Bluefield State College Participates in Soliya Connect Program
CreatedWednesday, April 30 2014
Created byJim Nelson/Media Relations - (304) 327-4103 email@example.com
Members of the Bluefield State College American National Government class (POSC 200) were provided the option this Spring 2014 semester with participating in an exciting international program offered by an organization called Soliya, with thirteen opting to be part of the initial Soliya Connect group here at BSC. Utilizing specialized communication software called Exchange 2.0, students from over 100 universities in 27 countries across the Middle East, North Africa, South Asia, Europe, and North America participate in two-hour weekly discussion sessions addressing various cultural and political issues of the day. Readings on the various issues are provided, and the cross-cultural dialogue is structured to facilitate an honest exchange of views of students around the world. Students are put into groups of approximately eight to ten students from a diverse array of colleges and universities from around the world, with approximately half of each group composed of students from the Middle East and North Africa, and the software utilized enables each group member to visually see and communicate with all other group members simultaneously. Facilitators, who are Soliya alumni, provide some direction to group discussions, but it is the students who are key to the dynamics of the Connect Program.
Another highlight of the program is a video project which allows each student to act as a news editor for a major television station and put together a three to four minute news segment to be broadcast internationally utilizing archival footage from Soliya's vast archive of international news programming, about a hypothetical scenario based upon real events. This semester's fictitious issue was the following:
Last month, a film by an American director became viral on the internet. Since then, there has been a flurry of very passionate international responses. Protests have erupted in many countries as some people see the film as blasphemous towards Islam. Others defend the making of the film, citing freedom of speech. As anger escalates and violent acts occur, citizens and leaders from countries around the world have chimed in with divergent perspectives on the event.
Operating since 2003, Soliya utilizes what it calls Civil Media to empower the emerging community of young adults from around the world to amplify voices from civil society so as to catalyze constructive and respectful discourse across divisions about important sociopolitical issues.
Soliya is a partner of the United Nations Alliance of Civilizations, a project of the UN Secretary-General that aims "to reduce tensions across cultural divides that threaten to inflame existing political conflicts or trigger new ones."

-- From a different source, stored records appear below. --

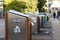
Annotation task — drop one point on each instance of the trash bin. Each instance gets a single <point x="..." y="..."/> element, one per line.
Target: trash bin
<point x="16" y="26"/>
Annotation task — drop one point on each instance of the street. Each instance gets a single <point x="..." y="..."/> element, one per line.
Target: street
<point x="55" y="29"/>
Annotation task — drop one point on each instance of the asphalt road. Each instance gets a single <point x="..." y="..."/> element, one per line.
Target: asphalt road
<point x="55" y="29"/>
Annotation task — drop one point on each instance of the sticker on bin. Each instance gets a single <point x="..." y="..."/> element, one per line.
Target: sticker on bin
<point x="17" y="29"/>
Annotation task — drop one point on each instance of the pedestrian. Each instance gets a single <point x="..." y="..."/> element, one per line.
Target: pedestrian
<point x="54" y="15"/>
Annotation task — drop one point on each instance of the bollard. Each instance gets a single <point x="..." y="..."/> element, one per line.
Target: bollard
<point x="41" y="21"/>
<point x="38" y="24"/>
<point x="16" y="27"/>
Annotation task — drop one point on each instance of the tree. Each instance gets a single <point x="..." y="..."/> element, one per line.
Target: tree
<point x="26" y="5"/>
<point x="41" y="5"/>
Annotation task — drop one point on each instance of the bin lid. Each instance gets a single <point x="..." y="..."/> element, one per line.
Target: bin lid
<point x="17" y="13"/>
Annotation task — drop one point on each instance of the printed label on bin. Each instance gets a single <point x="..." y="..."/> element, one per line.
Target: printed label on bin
<point x="17" y="29"/>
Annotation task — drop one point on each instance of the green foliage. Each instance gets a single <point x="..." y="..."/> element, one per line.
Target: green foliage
<point x="41" y="5"/>
<point x="27" y="6"/>
<point x="15" y="5"/>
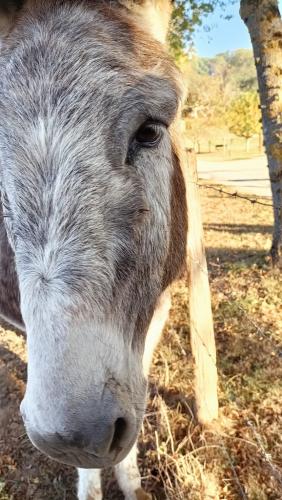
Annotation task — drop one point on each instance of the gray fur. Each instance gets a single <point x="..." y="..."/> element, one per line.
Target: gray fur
<point x="92" y="218"/>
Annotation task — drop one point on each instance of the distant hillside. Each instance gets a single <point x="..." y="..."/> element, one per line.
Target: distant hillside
<point x="236" y="68"/>
<point x="214" y="83"/>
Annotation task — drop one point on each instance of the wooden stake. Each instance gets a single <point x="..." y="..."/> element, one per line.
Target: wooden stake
<point x="201" y="321"/>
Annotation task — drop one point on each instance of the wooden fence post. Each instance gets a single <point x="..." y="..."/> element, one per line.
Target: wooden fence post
<point x="201" y="321"/>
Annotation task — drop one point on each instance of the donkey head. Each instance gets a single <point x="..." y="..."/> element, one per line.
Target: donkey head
<point x="94" y="205"/>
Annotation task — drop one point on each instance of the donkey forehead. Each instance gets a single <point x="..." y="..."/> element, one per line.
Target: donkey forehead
<point x="84" y="80"/>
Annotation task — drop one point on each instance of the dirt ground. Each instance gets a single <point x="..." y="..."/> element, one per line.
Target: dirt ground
<point x="240" y="455"/>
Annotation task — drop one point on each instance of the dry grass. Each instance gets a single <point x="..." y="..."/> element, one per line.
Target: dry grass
<point x="240" y="455"/>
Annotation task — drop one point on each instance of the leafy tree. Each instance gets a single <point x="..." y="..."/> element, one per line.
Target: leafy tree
<point x="186" y="16"/>
<point x="263" y="20"/>
<point x="243" y="116"/>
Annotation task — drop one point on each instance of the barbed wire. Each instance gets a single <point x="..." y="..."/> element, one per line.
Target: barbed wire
<point x="235" y="194"/>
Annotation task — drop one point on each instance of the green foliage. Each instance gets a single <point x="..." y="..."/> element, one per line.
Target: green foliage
<point x="186" y="16"/>
<point x="243" y="115"/>
<point x="212" y="84"/>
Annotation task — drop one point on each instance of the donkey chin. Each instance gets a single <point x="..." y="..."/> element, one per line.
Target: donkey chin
<point x="84" y="401"/>
<point x="101" y="442"/>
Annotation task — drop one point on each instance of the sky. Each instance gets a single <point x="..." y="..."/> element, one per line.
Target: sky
<point x="224" y="34"/>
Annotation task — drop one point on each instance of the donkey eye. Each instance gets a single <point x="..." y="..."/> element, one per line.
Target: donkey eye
<point x="149" y="134"/>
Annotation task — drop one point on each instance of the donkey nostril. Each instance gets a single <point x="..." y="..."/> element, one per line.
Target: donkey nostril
<point x="120" y="428"/>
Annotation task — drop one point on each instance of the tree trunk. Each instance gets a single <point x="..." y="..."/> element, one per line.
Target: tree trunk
<point x="263" y="20"/>
<point x="201" y="321"/>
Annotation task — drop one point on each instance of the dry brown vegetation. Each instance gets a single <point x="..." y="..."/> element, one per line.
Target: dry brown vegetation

Through its programs of international communication, Soliya hopes to replace the usual method of confrontation and coercion in international relations, in which the basic interest of others are not adequately met, and which are ultimately unjust and unsustainable, to a process of cooperation and compassion, in an effort to avoid an inevitable "clash of civilizations" requiring war, multiple deaths, and—just since the turn of the century—trillions of dollars. Soliya believes it is critical that we shift how societies approach their differences from thinking in terms of "us or them" to "us and them".
Soliya believes that it should become the norm in the 21st century for students to have a profound cross-cultural experience as part of their education, whether it is in person or online. It has thus partnered with a number of organizations, educational institutions, and other key partners to make this collaborative vision a reality.